Judy pointa Kateline de l’index. Kateline cilla à peine.

— Tu sais qui je suis, hein. Pourquoi tu n’as rien dit ?

Le givre se décolla de la terre pour suivre son geste en avant.

— Judy…, dit Pierre.

— Calme-toi, dit Mémé.

— Ils ont raison, dit Kateline.

— Non, dit Judy dans un murmure. Je déconnecte qui je veux.

Que le givre se lève avec son geste relevait du miracle, d’une émotion plus forte qu’elle ne l’avait réalisé. Judy baissa la main. Pour que Kateline réagisse, il faudrait la mettre au-dessus d’un gouffre.

— Tu…

Judy pinça des lèvres. Les mots n’étaient pas assez pour décrire ce qu’elle ressentait. Le sentiment de trahison marqué au fer rouge dans les fibres de son cœur. Un cœur qui battait ardemment pour se déloger de sa cage. Une cage, pourtant, pour l’éternité.

— Dis-moi ce que tu sais.

— Oui, acquiesça Pierre, le front si plissé et les yeux réduits à deux fentes horizontales d’incompréhension et d’angoisses mêlées.

— Judy est née ici, c’est tout ce que je sais, dit Kateline en haussant les épaules. C’est mon père qui me l’a dit. Il doit savoir des trucs sur toi, Judy. En toute honnêteté, je ne vois pas en quoi cela vous surprend. Il te traque depuis que tu es née. Qui tu es ? continua-t-elle en se tournant vers Judy et prenant un ton légèrement mordant. À toi de me répondre. Qu’est-ce que je suis censée savoir que tu ne sais pas ?

Décontenancée, Judy chancela. Humiliée. Perdue. Une pression chaude et moelleuse sur son bras l’empêcha de se noyer complètement. Mémé la soutenait, et elle se demanda un instant si elle serait vraiment tombée si Mémé n’avait pas été là.

— Ça ne te dérange pas de lancer des bombes, toi, dit Pierre d’un ton acide.

Kateline eut un mouvement de recul, très léger. Léger mais pas anodin. Judy avait tout essayer, et c’était Pierre qui en une phrase parvenait à ébranler sa bonne conscience.

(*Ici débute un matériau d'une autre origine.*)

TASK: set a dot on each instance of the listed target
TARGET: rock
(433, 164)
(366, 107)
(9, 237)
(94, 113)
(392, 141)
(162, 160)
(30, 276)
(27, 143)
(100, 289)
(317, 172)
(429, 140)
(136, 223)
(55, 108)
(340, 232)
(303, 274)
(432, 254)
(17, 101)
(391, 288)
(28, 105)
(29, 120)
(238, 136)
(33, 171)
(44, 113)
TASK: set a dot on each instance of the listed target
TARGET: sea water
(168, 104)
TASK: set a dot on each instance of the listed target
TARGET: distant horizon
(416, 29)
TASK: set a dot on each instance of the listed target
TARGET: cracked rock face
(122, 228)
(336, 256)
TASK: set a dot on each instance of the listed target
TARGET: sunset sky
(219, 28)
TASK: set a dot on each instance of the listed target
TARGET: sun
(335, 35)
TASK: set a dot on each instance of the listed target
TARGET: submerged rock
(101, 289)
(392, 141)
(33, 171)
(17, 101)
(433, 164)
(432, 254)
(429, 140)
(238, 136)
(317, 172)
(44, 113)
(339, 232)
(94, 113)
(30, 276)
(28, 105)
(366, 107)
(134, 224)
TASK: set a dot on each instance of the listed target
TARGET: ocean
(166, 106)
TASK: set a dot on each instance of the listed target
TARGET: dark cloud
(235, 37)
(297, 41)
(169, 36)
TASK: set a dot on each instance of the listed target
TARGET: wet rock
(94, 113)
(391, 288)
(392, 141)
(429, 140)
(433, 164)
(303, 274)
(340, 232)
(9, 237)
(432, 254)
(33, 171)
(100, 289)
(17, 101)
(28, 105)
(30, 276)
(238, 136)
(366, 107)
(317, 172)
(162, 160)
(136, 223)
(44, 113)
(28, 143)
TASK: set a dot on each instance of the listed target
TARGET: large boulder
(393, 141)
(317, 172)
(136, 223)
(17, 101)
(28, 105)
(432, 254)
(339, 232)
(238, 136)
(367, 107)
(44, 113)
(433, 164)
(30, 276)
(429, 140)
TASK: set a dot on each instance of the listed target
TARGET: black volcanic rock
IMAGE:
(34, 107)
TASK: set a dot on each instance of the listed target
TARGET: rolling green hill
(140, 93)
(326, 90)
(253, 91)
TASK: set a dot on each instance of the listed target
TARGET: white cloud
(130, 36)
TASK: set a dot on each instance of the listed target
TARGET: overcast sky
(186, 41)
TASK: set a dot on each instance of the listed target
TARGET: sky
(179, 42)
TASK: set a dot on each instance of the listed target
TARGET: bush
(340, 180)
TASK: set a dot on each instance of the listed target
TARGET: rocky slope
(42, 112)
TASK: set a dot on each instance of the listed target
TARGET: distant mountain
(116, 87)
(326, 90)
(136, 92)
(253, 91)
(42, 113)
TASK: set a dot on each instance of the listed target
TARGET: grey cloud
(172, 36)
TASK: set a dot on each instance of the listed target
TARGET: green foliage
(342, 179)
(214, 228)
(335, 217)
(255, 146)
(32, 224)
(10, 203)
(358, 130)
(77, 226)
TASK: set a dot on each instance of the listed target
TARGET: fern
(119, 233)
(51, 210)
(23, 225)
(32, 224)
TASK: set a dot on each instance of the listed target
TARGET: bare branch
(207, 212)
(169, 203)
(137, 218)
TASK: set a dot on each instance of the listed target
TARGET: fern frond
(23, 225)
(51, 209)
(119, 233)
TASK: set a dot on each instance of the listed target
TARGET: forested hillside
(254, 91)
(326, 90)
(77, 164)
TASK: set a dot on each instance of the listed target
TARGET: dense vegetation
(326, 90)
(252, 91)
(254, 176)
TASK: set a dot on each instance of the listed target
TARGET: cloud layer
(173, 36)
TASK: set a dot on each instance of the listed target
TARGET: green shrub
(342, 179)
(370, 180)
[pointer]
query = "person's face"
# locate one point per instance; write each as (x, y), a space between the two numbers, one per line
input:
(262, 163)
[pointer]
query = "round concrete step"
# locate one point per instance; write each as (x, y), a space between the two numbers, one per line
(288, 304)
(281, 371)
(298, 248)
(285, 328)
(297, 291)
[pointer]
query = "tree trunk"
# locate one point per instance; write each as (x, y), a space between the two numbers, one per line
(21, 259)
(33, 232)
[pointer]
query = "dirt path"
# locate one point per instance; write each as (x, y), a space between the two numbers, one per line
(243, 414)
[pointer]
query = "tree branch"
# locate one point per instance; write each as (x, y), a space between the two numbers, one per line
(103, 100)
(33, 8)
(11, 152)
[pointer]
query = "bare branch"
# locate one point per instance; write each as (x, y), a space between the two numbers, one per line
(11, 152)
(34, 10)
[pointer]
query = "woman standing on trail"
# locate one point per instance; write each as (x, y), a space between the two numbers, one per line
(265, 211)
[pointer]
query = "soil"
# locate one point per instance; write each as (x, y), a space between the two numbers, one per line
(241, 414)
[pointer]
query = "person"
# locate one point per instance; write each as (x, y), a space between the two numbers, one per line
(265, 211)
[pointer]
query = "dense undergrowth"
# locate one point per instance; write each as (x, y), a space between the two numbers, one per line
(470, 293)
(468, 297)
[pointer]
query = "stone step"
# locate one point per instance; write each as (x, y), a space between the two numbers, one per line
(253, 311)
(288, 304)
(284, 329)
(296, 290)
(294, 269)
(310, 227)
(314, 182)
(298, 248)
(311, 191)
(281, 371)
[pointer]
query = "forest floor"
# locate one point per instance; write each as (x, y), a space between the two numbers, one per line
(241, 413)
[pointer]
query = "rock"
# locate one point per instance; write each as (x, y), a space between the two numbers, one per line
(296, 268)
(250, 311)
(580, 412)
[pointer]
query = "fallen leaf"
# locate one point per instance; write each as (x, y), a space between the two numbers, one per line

Un grand vide se creusa à l’intérieur d’elle. Le vent battait leurs corps frileux, le ciel était gris tout autour d’eux. Au milieu de ce champ, il prenait toute la place. Et maintenant ? Où aller ? Elle réalisa qu’elle ne savait pas où se trouvait le delta. Bien sûr, elle pourrait le situer sur une carte. Mais depuis le chalet de M. Olivertown, Mémé était à la barre. C’était Mémé qui savait où aller, et elle ne s’en était pas soucié. Jamais la pensée ne l’avait traversée. Ils pourraient se trouver à l’autre bout de l’Océotanie, dans les déserts de Creux, et elle n’en saurait rien. Parce qu’elle avait posé toute la responsabilité du voyage sur les épaules de Mémé. Mémé qui l’avait abandonnée. Mémé qui savait tout depuis le début et qui ne lui avait jamais rien dit. Mémé dirigeait leur expédition, et elle se préoccupait des intentions de Kateline ?

Sans s’en rendre compte, elle lui avait fait confiance aveugle. C’était plus simple, n’est-ce pas ?

— J’ai fini de lester la montgolfière. On peut y aller, dit Mémé.

Elle tapota l’épaule de Judy, se voulant certainement rassurante. Judy ne la lâcha pas du regard quand elle s’éloigna devant eux, ouvrant la voie, vers elle seule savait où.

— Où est-ce qu’on est exactement ? demanda Judy.

Elle détestait la vulnérabilité qui affaiblissait l’assurance qu’elle essayait de vêtir. Kateline lui lança un coup d’œil :

— À l’Ouest de Roche-Lieu.

— Exact, répondit Mémé. Et un peu plus à l’Ouest encore se trouve le delta.

— Ce n’est pas très précis, grommela Pierre.

— À deux ou trois heures de marche, ajouta Mémé.

— Chouette. Et Edel ?

— Cinq heures de montgolfière au Sud-Ouest. Otaïla, dix heures de montgolfière au Sud-Est. D’autres questions ?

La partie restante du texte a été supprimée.